Dalam pelaksanaannya, kegiatan dipimpin oleh Kanit Regident IPDA Iip Lipda Sugilar, S.H., mewakili Kasat Lantas Polres Sumedang AKP Agus Sukaedi Suryana, S.H., M.H. Ia menyampaikan bahwa program Polantas Menyapa merupakan sarana komunikasi antara petugas dan masyarakat guna memastikan pelayanan berjalan transparan serta mudah dipahami oleh wajib pajak.
“Melalui kegiatan Polantas Menyapa, kami ingin memberikan pemahaman kepada masyarakat terkait tata cara pembayaran pajak kendaraan bermotor tahunan agar prosesnya berjalan lancar dan sesuai dengan ketentuan yang berlaku,” ujar IPDA Iip Lipda Sugilar, S.H. Senin (10/03/2026).
Dalam kegiatan tersebut, petugas juga memberikan penjelasan mengenai tahapan pembayaran pajak kendaraan bermotor tahunan, di antaranya dengan membawa STNK asli, KTP sesuai identitas di STNK, serta BPKB atau fotokopinya. Selanjutnya petugas akan melakukan verifikasi data kendaraan dan identitas pemilik, sebelum menerbitkan Surat Ketetapan Pajak Daerah (SKPD) yang memuat jumlah pajak yang harus dibayarkan.

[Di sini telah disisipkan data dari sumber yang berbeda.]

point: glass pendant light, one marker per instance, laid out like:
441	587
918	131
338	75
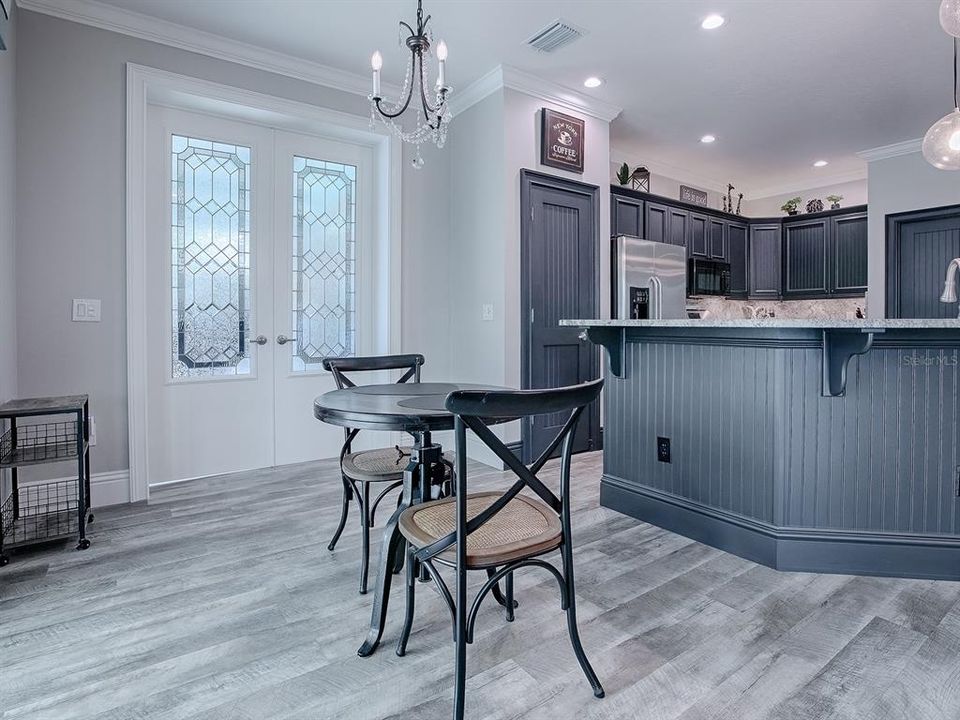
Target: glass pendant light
941	144
950	16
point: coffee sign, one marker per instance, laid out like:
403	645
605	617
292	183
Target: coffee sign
692	195
561	141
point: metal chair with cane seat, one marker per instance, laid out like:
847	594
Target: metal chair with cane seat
360	470
498	532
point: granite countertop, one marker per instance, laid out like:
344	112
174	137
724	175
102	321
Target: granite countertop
776	323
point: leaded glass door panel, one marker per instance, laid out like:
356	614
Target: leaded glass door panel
210	216
323	201
257	240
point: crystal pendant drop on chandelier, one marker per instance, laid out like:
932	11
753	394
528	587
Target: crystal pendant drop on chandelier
941	144
430	113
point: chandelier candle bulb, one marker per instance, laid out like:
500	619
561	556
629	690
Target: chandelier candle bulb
376	62
442	57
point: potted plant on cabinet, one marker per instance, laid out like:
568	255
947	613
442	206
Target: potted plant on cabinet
791	205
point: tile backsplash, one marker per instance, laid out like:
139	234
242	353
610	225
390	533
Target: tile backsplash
719	308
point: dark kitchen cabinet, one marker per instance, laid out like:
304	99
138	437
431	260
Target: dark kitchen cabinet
820	255
677	227
737	249
805	248
626	216
656	222
765	260
717	236
697	235
847	271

Setelah melakukan pembayaran di loket resmi, STNK akan disahkan oleh petugas, dan masyarakat akan menerima bukti pembayaran resmi sebagai tanda telah melaksanakan kewajiban administrasi kendaraan bermotor.
IPDA Iip Lipda Sugilar, S.H. juga mengimbau masyarakat agar senantiasa memperhatikan masa berlaku pajak kendaraan dan melakukan pembayaran tepat waktu sebagai bentuk kepatuhan terhadap aturan yang berlaku.
“Kami berharap masyarakat semakin sadar pentingnya tertib administrasi kendaraan. Dengan pembayaran pajak yang tepat waktu, selain menjaga legalitas kendaraan juga turut mendukung pembangunan daerah,” tambahnya. (Djn).